Another interesting one from The New York Times, Who Are We? Coming of Age on Antidepressants, by Dr. Richard A. Friedman; I found this one really well done, asking more questions than it answers, but thought-provoking.
The introduction to the article lays out the central existential question posed by long-term treatment with anti-depressants, especially for patients who started on their regimens when very young:
“I’ve grown up on medication,” my patient Julie told me recently. “I don’t have a sense of who I really am without it.”
At 31, she had been on one antidepressant or another nearly continuously since she was 14. There was little question that she had very serious depression and had survived several suicide attempts. In fact, she credited the medication with saving her life.
But now she was raising an equally fundamental question: how the drugs might have affected her psychological development and core identity.
As Friedman points out, the medical testing for these pharmaceuticals doesn’t include long-term research anywhere close to the lengths of time that people are actually spending on the drugs: the longest maintenance study — done on Effexor — lasted two years.
But the more subtle issues that Friedman raises, as far as I’m concerned, are the questions of identity that are clouded by long-term anti-depressant use. He discusses one woman who was concerned about her ‘low sex drive’ and pressure from her boyfriend to have sex after eight years on libido-reducing Zoloft: ‘She had understandably mistaken the side effect of the drug for her “normal” sexual desire and was shocked when I explained it: “And I thought it was just me!”’ I can’t tell from the way Friedman writes this how he feels about the idea that an individual has a ‘normal’ sex drive, something that might exist ‘prior to’ or ‘independent of’ any outside influences, whether that influence be an anti-depressant or a particular life event or the effects of interpersonal dynamics with a partner.
The idea that the ‘anti-depressed’ state might become ‘normal,’ both in the medical sense that intervention seeks to create this state and in the sense that a patient spends so much time in the drug-influenced state that it becomes a kind of reference, suggests yet another way that cultural expectations might become biological ‘nature.’
No!!! Anti-depressants reveal the true identity! A healthy state of mind! Depression is a disease which “kills” our true identity. The anti-depressed state is the normal state. The abnormality is the desease:depression.I can’t see how this article is thought provoking…it’s absurd…
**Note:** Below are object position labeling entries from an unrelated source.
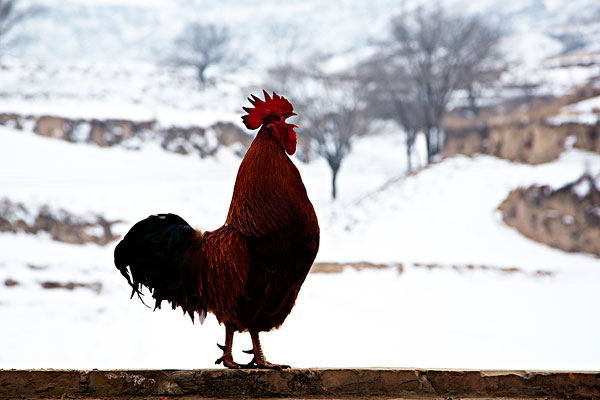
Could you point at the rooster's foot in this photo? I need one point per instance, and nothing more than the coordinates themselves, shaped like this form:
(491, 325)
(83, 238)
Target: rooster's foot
(264, 364)
(228, 362)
About the first patient (Julie) when she says she doesn’t have a sense of who she really is without medication, I would ask her to stop taking her medication, thus leaving her in a depressed state of mind. Depression gives the wrong idea about what’s really happening.
This article is totally ridiculous and absurd
I’m sorry Anya. Even Martin Seligman admits that the sunny, ‘optimistic’ personalities he has studied are not those most in touch with the truth. I’d go further: they’re not the most in touch with themselves. This may be news if you’ve been relieved from suffering by such drugs, or if sitcoms seem funny to you. I myself am on two antidepressants and a mood-stabiliser, and after many years of every such drug in the MIMS, and lots of talking therapy I’m still addicted to misery, because there is a cruel beauty in it that I know too well not to love. And anyway, these things prolong my life so I might turn it to account somehow, maybe like some of those famous depressives of yore, artists, writers, etc — I won’t labor the point. (Robert Lowell claime that the fire went out of his writing when he started on lithium.) On the other hand, if poetry doesn’t turn you on, you need but read the newspapers. Richard Affleck, BA, B. Psych (Hons)
It goes without saying on this blog that personal identity development interacts with culture, but until this is explicitly learned we tend to think that there’s still an essence unfolding. But when you know you’re on an antidepressant that alters your personality and you have the contrastive pre- and post-antidepressant memories to tell you that there’s been a change, it can make one feel, or at least worry about being, inauthentic after a while. It’s still biology and culture interacting in development — just culture more efficiently crossing the BBB.